D'ailleurs, le roman commence aux alentours du 11 novembre 1918. Il met en scène trois personnages principaux, trois lieutenants qu'on peut considérer comme amis dont il va analyser les modes de fonctionnement.

Le lieutenant Norbert, qui est le narrateur, est un appelé. C'est un lettré. Et n'attend que la démobilisation qui tarde. Embarqué malgré lui dans une fonction de commissaire au tribunal militaire, il instruit divers dossiers anodins ou plus lourds d'affaires criminelles. Ou encore cette affaire du gamin écrasé de peur, psychologiquement fragile qui est accusé de désertion et de trahison.

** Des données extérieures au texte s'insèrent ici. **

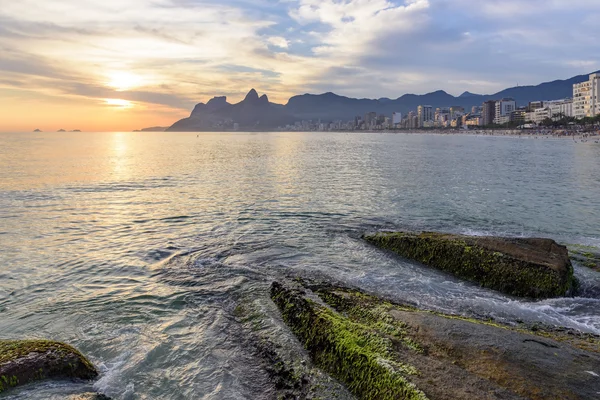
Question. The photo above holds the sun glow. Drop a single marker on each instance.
(119, 103)
(122, 81)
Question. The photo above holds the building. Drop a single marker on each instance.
(534, 105)
(586, 97)
(560, 108)
(504, 109)
(425, 114)
(489, 112)
(541, 114)
(370, 120)
(519, 116)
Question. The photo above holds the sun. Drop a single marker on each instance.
(122, 81)
(118, 103)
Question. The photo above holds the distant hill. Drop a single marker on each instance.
(254, 112)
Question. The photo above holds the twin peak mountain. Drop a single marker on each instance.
(258, 113)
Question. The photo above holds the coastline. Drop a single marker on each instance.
(510, 133)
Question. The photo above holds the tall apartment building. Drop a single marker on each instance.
(560, 108)
(425, 114)
(504, 109)
(489, 112)
(586, 97)
(370, 119)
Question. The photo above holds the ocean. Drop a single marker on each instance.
(137, 247)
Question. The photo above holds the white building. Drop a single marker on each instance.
(560, 108)
(540, 114)
(586, 98)
(425, 114)
(504, 108)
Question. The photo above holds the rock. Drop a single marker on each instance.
(89, 396)
(587, 256)
(25, 361)
(536, 268)
(382, 350)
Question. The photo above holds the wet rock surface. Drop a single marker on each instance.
(525, 267)
(382, 350)
(26, 361)
(587, 256)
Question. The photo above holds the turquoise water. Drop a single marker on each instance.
(136, 247)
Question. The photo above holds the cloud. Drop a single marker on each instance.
(179, 52)
(279, 41)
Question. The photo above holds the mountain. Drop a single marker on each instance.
(252, 113)
(256, 113)
(154, 129)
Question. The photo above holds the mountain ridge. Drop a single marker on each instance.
(257, 112)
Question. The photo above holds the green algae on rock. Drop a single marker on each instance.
(349, 351)
(526, 267)
(26, 361)
(382, 350)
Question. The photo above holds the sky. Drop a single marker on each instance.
(111, 65)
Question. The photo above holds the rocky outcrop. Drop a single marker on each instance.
(25, 361)
(536, 268)
(585, 255)
(382, 350)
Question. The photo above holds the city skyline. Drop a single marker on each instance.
(107, 65)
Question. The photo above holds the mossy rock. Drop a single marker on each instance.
(350, 351)
(524, 267)
(383, 350)
(26, 361)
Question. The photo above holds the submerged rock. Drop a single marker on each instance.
(89, 396)
(527, 267)
(587, 256)
(26, 361)
(382, 350)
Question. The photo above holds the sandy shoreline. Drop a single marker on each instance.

Le lieutenant de Scève est un officier d'active. C'est un aristocrate dont on sent bien qu'il est militaire par devoir ou par tradition. Le règlement, rien que le règlement. La sanction si le règlement n'est pas respecté. Concernant le jeune soldat accusé de trahison qui dépendait de sa compagnie, il n'a pas de mots assez durs dans son mépris. Il ne lui accordera aucune pitié. On reconnait en lui la graine de ces officiers qui condamnaient en 1916, les soldats jugés "pour l'exemple".

Le lieutenant Conan. Breton d'origine modeste, il se découvre une passion pour la guerre qu'il mène à la tête d'un corps-franc dans d'audacieux coups de main, au couteau ou à la baïonnette. "La guerre se gagne plus au couteau qu'avec des canons" dira-t-il, en substance, à un lieutenant Norbert, médusé. Il y gagne sa troisième ficelle. C'est un guerrier à la tête d'une troupe de guerriers qu'il a lui-même choisis et aguerris. Mais un guerrier à qui le temps de paix ne vaut rien. Revenus à une vie de casernement terne, les hommes de sa compagnie s'autorisent de graves exactions qu'il s'efforce de couvrir. Mais lui-même ne se croit-il pas tout permis ?

Le roman (ou Vercel) est-il antimilitariste ? Je ne sais pas. Sans chercher à répondre à cette question, Vercel fait simplement un constat amer de l'aptitude de la guerre et/ou de l'armée à transformer des hommes ordinaires en héros ou, à l'inverse s'il n'y a pas adéquation entre le bonhomme et le cadre militaire, à les broyer. Et lorsqu'ils sont renvoyés à une vie civile, ces héros, enfin ceux qui parviennent à survivre …, n'y trouvent plus leur compte. C'est qu'après avoir pratiqué pendant de longues années une violence autorisée, encouragée et même récompensée, le retour à la vie ordinaire en temps de paix n'a rien d'aussi excitant.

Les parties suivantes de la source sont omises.